Ok, in this circle, the center is at (3,4) and the radius is 5, because r^2 is 25 and 5 is the square root of 25. Now, notice what happens if you plug in 3 for x and 4 for y? You get:
(3-3)^2 + (4-4)^2 =25
or: (0)^2 +(0)^2 =25
or: 0=25

Now, clearly 0 doesn't equal 25, and it's the same problem that you noticed on the hyperbola. So what is going on?

Well, remember that the point (3,4) is the CENTER of the circle, and the equation gives us the formula for the circle itself. The center of the circle isn't actually ON the circle, though, which is why when we plug in the coordinates for the center of the circle the equation doesn't evaluate to a true statement. The equation ONLY evaluates to a true statement if we plug in points that are ON the circle. If we plug in any points that aren't on the circle, the equation doesn't evaluate to a true statement.

The same thing happens in the equation for a hyperbola. The center of the hyperbola isn't actually on either of the two curves that make up the hyperbola. So if we plug in the numbers for the center of the hyperbola, the equation doesn't evaluate to a true statement. That doesn't mean that we don't have the correct numbers for the center… it just means that the center of the hyperbola isn't actually on the curves that make up the hyperbola just like the center of a circle isn't on the curve that draws the circle.
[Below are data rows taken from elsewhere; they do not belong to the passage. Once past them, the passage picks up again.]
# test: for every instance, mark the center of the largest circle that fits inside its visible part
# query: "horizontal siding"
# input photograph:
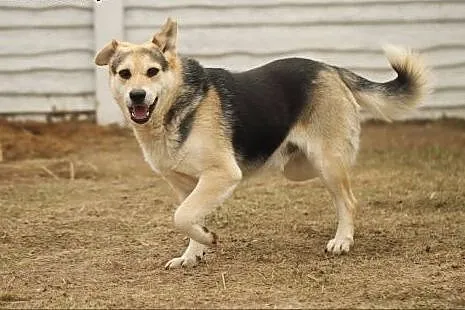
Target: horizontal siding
(44, 104)
(388, 13)
(27, 42)
(45, 4)
(54, 61)
(59, 17)
(46, 51)
(243, 34)
(217, 41)
(169, 4)
(48, 82)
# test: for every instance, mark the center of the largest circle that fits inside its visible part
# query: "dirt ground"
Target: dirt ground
(84, 223)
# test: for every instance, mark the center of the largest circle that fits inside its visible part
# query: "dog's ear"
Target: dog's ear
(166, 38)
(103, 56)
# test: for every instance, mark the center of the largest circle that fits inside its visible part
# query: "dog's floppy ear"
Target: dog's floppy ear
(103, 56)
(166, 38)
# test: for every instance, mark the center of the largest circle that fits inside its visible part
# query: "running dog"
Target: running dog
(206, 129)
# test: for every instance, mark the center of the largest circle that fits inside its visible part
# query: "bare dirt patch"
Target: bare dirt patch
(101, 238)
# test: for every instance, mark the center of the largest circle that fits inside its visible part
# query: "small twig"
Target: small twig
(94, 167)
(50, 172)
(71, 170)
(222, 278)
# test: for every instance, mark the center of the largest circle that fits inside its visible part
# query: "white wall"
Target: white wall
(46, 52)
(47, 46)
(242, 34)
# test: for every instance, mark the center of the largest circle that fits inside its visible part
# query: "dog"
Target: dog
(203, 130)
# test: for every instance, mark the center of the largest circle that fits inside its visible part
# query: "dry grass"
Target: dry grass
(101, 240)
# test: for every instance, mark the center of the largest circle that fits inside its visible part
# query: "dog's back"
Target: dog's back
(262, 104)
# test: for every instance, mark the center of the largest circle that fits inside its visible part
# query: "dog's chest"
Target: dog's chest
(156, 151)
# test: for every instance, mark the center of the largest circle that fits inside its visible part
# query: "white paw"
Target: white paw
(339, 245)
(194, 254)
(180, 262)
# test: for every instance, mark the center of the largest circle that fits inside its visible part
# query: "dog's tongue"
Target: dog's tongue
(140, 111)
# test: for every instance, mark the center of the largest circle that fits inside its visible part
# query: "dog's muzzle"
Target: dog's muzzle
(140, 111)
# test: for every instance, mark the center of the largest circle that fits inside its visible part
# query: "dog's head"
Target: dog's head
(142, 76)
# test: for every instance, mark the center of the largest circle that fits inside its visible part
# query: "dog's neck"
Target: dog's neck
(190, 93)
(169, 128)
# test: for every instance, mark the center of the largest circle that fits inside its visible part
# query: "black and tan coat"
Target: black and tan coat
(205, 129)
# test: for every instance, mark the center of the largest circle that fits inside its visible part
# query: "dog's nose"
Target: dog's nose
(137, 95)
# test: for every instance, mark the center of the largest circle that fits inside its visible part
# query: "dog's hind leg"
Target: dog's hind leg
(334, 174)
(183, 185)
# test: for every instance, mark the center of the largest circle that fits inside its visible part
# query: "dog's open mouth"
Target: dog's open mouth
(140, 113)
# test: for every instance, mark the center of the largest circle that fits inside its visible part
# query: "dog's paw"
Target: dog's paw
(339, 245)
(181, 262)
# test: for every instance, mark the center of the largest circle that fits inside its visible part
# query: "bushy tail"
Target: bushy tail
(390, 100)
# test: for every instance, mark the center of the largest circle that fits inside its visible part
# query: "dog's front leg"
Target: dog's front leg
(183, 185)
(213, 187)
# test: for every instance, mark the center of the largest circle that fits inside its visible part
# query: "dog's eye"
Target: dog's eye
(152, 72)
(125, 74)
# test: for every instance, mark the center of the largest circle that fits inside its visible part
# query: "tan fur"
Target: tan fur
(390, 108)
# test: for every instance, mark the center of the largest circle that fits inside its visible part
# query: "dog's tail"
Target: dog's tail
(390, 100)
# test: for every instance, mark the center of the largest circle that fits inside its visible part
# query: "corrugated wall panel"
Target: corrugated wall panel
(46, 53)
(243, 34)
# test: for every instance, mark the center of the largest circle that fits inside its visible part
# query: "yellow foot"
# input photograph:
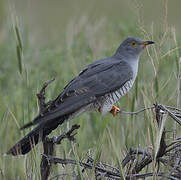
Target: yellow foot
(114, 110)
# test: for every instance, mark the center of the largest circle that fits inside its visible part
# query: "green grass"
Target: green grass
(107, 138)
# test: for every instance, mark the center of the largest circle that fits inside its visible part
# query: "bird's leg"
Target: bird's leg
(114, 110)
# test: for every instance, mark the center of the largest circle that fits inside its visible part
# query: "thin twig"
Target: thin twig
(137, 112)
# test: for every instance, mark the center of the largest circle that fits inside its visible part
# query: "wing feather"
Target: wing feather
(97, 80)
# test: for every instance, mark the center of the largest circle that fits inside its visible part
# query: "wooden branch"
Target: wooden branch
(48, 147)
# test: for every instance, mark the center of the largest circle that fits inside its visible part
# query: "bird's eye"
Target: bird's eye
(133, 43)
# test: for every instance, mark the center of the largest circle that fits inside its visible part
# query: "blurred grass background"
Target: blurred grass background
(59, 38)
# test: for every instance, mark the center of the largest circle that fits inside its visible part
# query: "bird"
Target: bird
(98, 87)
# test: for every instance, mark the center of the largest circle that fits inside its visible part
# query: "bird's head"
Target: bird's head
(133, 46)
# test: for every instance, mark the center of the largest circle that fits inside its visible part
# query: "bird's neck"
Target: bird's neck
(134, 65)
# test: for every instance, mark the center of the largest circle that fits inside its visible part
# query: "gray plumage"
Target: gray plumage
(100, 85)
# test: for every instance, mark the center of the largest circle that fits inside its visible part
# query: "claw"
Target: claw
(115, 110)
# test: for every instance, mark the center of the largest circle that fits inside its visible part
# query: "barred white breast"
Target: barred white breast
(113, 97)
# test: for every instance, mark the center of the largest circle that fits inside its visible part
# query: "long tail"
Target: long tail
(32, 138)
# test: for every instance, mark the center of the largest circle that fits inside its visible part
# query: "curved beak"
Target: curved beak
(145, 43)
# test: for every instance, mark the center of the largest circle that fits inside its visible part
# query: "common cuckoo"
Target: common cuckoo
(98, 86)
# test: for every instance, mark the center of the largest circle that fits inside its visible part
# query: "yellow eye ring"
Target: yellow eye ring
(133, 43)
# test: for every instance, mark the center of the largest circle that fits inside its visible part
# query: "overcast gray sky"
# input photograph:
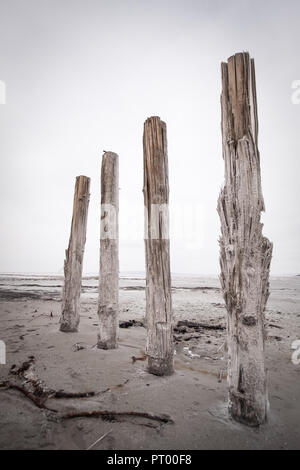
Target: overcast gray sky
(83, 75)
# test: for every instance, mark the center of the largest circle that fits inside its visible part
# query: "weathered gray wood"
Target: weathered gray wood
(157, 246)
(245, 254)
(69, 320)
(108, 306)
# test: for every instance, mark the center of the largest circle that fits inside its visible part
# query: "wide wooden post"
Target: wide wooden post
(108, 306)
(157, 246)
(245, 254)
(74, 257)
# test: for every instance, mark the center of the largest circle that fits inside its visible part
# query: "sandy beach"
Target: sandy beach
(194, 398)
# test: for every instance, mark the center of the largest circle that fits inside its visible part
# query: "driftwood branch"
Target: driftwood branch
(163, 418)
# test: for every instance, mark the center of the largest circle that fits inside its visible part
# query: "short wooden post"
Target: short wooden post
(108, 306)
(245, 254)
(157, 246)
(69, 320)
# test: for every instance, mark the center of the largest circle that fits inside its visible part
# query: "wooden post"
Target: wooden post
(108, 306)
(245, 255)
(157, 246)
(69, 320)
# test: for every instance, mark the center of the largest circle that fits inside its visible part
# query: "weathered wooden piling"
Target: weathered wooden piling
(108, 306)
(70, 314)
(157, 247)
(245, 254)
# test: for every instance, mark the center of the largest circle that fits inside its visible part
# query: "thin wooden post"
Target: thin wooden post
(108, 306)
(69, 320)
(157, 246)
(245, 254)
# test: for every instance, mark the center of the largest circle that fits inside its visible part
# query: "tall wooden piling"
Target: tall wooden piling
(108, 306)
(245, 254)
(70, 314)
(157, 247)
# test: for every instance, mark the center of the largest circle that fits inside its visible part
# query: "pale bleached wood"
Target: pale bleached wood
(245, 254)
(70, 315)
(108, 305)
(159, 346)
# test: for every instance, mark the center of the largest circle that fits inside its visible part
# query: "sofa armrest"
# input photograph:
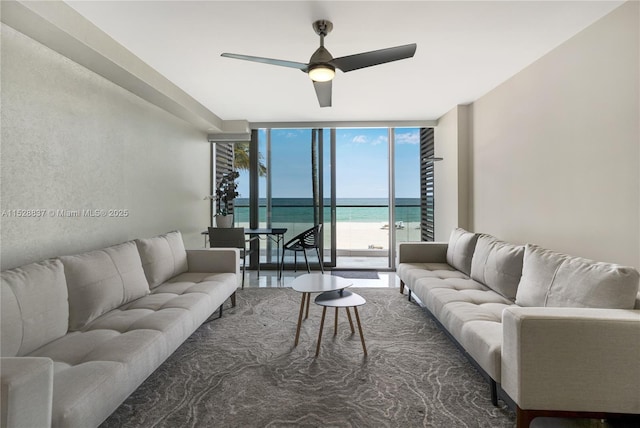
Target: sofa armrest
(572, 359)
(422, 252)
(27, 391)
(216, 260)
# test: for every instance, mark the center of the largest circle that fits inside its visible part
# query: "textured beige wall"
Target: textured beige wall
(556, 149)
(72, 140)
(453, 173)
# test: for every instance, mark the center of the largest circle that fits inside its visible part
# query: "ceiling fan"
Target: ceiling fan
(322, 65)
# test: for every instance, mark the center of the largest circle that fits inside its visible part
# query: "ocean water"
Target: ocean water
(300, 210)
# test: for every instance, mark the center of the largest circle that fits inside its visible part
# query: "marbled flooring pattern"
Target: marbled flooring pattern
(243, 371)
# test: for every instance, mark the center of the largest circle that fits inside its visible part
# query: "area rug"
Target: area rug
(356, 274)
(242, 370)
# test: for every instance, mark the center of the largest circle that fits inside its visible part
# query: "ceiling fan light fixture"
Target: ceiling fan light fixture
(322, 72)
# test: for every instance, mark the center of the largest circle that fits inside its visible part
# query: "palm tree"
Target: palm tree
(241, 159)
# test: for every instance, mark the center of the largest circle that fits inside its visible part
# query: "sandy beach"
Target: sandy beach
(363, 235)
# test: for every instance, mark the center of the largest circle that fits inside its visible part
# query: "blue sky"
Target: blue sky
(361, 163)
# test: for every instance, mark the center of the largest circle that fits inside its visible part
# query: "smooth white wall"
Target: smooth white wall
(556, 158)
(72, 140)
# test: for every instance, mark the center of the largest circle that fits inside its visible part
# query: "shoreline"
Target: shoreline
(358, 235)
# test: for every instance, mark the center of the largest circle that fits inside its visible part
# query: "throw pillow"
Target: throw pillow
(102, 280)
(34, 308)
(498, 265)
(460, 249)
(555, 279)
(163, 257)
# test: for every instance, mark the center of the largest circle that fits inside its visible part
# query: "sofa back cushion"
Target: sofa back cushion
(555, 279)
(163, 257)
(34, 309)
(460, 249)
(498, 265)
(102, 280)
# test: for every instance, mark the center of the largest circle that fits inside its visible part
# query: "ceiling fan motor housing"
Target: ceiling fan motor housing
(322, 27)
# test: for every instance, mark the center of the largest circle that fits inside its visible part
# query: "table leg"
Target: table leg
(364, 348)
(278, 267)
(300, 319)
(350, 321)
(324, 312)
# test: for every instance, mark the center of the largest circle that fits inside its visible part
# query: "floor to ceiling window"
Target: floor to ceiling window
(363, 184)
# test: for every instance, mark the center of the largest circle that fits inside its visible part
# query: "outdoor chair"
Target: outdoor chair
(308, 239)
(232, 237)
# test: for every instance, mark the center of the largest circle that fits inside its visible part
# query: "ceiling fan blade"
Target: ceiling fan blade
(323, 91)
(291, 64)
(367, 59)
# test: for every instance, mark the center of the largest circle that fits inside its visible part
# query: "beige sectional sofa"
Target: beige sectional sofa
(80, 333)
(555, 334)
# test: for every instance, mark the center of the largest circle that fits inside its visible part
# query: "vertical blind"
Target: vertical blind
(427, 202)
(224, 163)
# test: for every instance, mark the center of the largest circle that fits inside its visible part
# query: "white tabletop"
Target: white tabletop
(319, 282)
(339, 299)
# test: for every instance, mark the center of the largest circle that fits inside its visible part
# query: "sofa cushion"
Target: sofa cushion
(102, 280)
(34, 307)
(555, 279)
(163, 257)
(460, 249)
(498, 265)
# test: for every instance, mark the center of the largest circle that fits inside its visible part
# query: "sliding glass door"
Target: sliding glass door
(362, 184)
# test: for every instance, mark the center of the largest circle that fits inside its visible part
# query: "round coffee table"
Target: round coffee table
(340, 299)
(315, 283)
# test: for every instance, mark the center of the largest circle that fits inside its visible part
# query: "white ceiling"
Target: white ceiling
(465, 49)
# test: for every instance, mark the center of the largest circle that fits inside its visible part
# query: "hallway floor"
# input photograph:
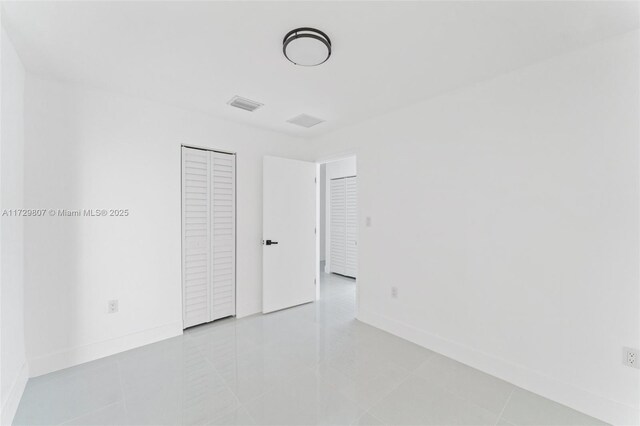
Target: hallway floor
(313, 364)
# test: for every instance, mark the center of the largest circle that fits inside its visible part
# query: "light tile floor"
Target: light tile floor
(313, 364)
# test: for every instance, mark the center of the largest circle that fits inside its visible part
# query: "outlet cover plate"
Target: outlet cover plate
(112, 307)
(630, 357)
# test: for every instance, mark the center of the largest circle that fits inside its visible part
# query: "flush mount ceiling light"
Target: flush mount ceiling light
(306, 46)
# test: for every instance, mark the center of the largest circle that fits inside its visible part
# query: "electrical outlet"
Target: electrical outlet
(112, 307)
(630, 357)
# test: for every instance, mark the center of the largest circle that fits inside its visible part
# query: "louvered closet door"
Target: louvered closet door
(337, 224)
(223, 237)
(196, 242)
(208, 236)
(351, 223)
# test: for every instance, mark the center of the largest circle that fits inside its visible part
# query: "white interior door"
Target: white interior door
(223, 235)
(337, 226)
(196, 237)
(288, 251)
(208, 236)
(351, 227)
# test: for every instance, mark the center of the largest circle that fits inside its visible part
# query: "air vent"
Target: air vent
(305, 120)
(245, 104)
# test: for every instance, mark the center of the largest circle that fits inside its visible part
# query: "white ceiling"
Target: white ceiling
(197, 55)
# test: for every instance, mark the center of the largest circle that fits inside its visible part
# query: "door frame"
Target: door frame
(235, 222)
(319, 162)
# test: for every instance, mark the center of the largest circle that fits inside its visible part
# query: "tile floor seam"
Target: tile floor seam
(504, 407)
(224, 381)
(66, 422)
(121, 381)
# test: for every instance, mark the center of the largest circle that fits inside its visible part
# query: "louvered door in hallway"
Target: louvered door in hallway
(343, 248)
(208, 236)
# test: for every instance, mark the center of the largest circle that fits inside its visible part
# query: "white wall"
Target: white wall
(13, 371)
(334, 170)
(507, 215)
(92, 149)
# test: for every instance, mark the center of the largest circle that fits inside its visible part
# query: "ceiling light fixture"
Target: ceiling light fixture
(306, 46)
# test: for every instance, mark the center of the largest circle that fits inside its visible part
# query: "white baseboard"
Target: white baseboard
(10, 405)
(577, 398)
(81, 354)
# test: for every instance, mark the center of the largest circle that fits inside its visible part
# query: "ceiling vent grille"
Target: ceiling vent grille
(305, 120)
(244, 103)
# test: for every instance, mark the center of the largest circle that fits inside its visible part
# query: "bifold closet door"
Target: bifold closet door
(351, 226)
(337, 245)
(208, 236)
(344, 226)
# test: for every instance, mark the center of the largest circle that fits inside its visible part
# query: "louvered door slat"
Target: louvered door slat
(351, 224)
(196, 252)
(223, 235)
(208, 232)
(337, 222)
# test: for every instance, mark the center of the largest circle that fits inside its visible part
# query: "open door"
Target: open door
(288, 250)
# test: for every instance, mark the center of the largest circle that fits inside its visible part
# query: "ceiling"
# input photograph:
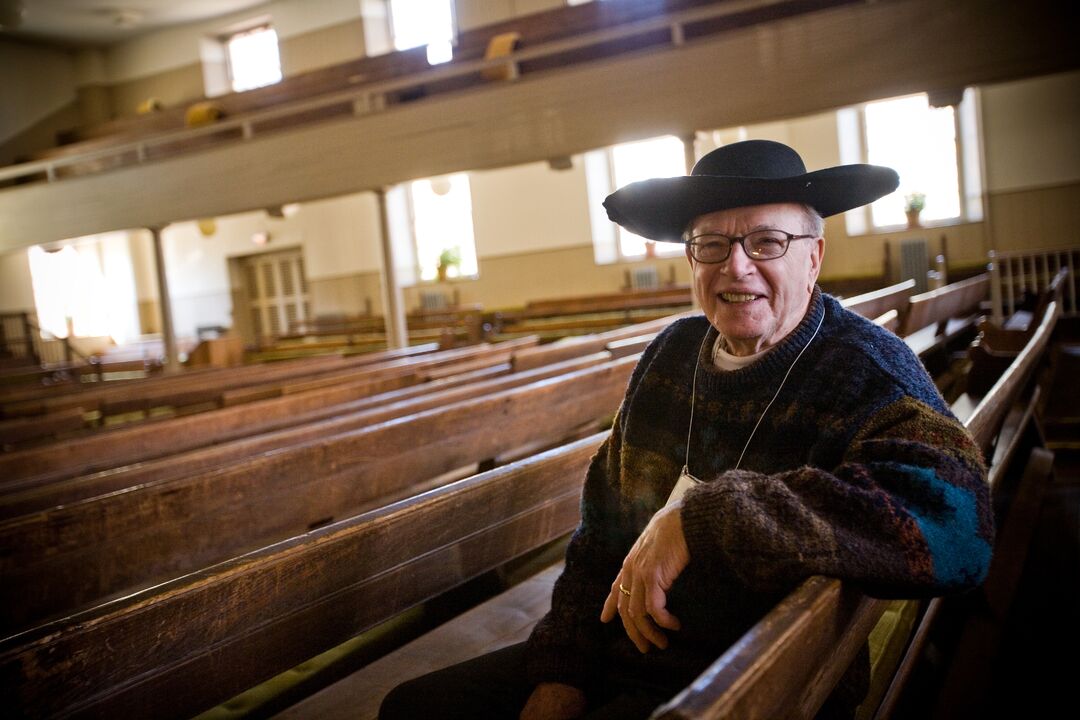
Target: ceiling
(94, 23)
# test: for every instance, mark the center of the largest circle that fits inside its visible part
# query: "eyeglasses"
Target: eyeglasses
(758, 245)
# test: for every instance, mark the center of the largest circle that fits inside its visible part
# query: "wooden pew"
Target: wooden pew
(71, 555)
(764, 676)
(298, 402)
(215, 392)
(589, 312)
(197, 385)
(178, 649)
(37, 494)
(585, 344)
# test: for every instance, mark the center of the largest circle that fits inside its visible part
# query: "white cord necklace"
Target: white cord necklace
(693, 397)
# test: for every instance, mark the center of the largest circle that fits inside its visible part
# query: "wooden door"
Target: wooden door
(277, 293)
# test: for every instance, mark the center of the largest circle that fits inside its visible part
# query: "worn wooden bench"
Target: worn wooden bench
(936, 317)
(298, 401)
(177, 649)
(192, 385)
(878, 302)
(70, 555)
(211, 391)
(997, 347)
(765, 675)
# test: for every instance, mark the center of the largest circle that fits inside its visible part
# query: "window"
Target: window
(70, 285)
(429, 23)
(932, 148)
(254, 59)
(442, 222)
(608, 170)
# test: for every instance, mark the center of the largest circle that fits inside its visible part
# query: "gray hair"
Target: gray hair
(814, 222)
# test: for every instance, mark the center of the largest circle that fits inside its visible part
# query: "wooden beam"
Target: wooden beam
(567, 111)
(235, 624)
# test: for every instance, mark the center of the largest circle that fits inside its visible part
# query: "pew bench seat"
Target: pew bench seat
(502, 621)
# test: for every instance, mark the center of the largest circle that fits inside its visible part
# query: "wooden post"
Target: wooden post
(167, 334)
(393, 306)
(31, 349)
(996, 313)
(689, 154)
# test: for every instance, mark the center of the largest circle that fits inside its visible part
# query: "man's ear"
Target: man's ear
(817, 254)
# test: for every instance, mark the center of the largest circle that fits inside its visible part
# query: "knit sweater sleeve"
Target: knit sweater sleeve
(905, 514)
(565, 644)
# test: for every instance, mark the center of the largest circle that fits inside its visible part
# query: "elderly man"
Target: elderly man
(777, 437)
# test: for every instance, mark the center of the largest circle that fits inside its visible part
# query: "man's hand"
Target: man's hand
(554, 701)
(648, 572)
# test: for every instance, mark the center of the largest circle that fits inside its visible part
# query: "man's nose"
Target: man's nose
(738, 263)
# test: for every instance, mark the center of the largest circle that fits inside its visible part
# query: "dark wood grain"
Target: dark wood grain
(175, 650)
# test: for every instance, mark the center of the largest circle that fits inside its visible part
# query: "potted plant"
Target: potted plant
(913, 205)
(449, 257)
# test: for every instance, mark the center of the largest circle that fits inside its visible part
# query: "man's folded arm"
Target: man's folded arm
(907, 514)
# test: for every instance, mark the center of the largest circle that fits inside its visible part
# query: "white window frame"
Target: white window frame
(402, 222)
(852, 132)
(227, 39)
(440, 50)
(607, 236)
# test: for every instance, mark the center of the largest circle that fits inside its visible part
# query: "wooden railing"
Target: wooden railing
(680, 26)
(788, 663)
(1017, 275)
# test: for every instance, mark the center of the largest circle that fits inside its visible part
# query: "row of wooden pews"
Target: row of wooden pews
(548, 320)
(767, 674)
(99, 407)
(162, 582)
(537, 42)
(170, 579)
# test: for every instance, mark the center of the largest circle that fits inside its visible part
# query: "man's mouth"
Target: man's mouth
(738, 297)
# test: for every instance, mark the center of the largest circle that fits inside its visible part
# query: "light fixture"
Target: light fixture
(440, 186)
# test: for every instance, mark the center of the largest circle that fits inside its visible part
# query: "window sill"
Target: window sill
(903, 229)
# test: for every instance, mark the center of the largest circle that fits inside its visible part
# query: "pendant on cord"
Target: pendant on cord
(686, 480)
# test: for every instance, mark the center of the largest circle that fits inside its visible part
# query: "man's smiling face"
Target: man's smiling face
(755, 303)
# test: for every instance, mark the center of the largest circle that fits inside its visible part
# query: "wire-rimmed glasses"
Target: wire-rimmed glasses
(766, 244)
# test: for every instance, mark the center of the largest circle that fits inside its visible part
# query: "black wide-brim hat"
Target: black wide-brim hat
(739, 175)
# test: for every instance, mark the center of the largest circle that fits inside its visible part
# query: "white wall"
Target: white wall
(35, 82)
(176, 48)
(340, 235)
(529, 207)
(475, 13)
(16, 291)
(1031, 133)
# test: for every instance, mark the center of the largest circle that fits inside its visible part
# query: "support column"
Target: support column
(393, 304)
(689, 152)
(167, 334)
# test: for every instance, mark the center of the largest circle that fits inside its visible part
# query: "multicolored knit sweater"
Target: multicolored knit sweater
(858, 471)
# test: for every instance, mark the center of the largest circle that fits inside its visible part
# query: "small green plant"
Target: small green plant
(915, 202)
(449, 257)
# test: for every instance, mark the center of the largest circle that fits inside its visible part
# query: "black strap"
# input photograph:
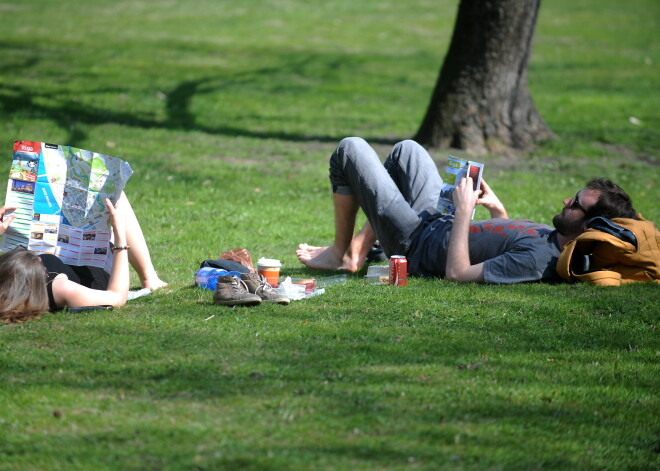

Does that help this make sense?
• How do you know where the foci are on the graph? • Can somebody say what the equation to find the asymptotes is? He never really says, he does this in a really weird manner that for me at least is really hard to understand, i'd rather it be shown more simply • Why does that make a difference when x approaches infinity we forget about the +or- 4 for us now that x is basically in the area of + or - 10 for arguments sake +or - 4 should make a HUGE difference? • When X = 10, yes, the -4 under the square root sign does make a big difference. However, for argument's sake, let's say that X = 1,000 in the equation from the video y = +or- sqrt(x^2 /4 -4) Then: sqrt (1,000,000/4 - 4) which can simplify to +or- sqrt (249,996) or +or- 499.996 If you take away the -4 from under the square root, you get +or- sqrt (250,000) or +or- 500 which gives a difference of .004. A very small difference, and that's just at X = 1,000. Imagine how small the difference is at X = 1,000,000 or X = 100,000,000,000,000...
• Is it possible for a hyperbola to have no x and y intercepts whatsoever? • isnt the asymptote of the real equation slightly different than the one he wrote? • I'm a bit confused, What exactly is he solving for when he gets to ? And what exactly did he do by getting there? • I am trying to understand why the hyperbolas formula is equal to 1? Why not for example equal to 0!
(1 vote) • Well, the standard formula for the hyperbola is an equation, so if it is a number not equal to 0 then you can just divide by that number on both sides to simplify the equation to the point where it does equal 1.
And when the formula is equal to 0, you actually get the asymptotes of the hyperbola! The hyperbola equation equal to 0 can be shown as
(x^2)/(a^2)-(y^2)/(b^2)=0
where any transformations are applied to the asymptotes as well. Let's try simplifying it!
Add to both sides and get:
(x^2)/(a^2)=(y^2)/(b^2)
Take the square root:
x/a= plus or minus y/b
multiply by b (or -b) on both sides:
y= plus or minus bx/a
which can be written as
f(x)=plus or minus (b/a)x
which is actually the equation(s) for the asymptotes!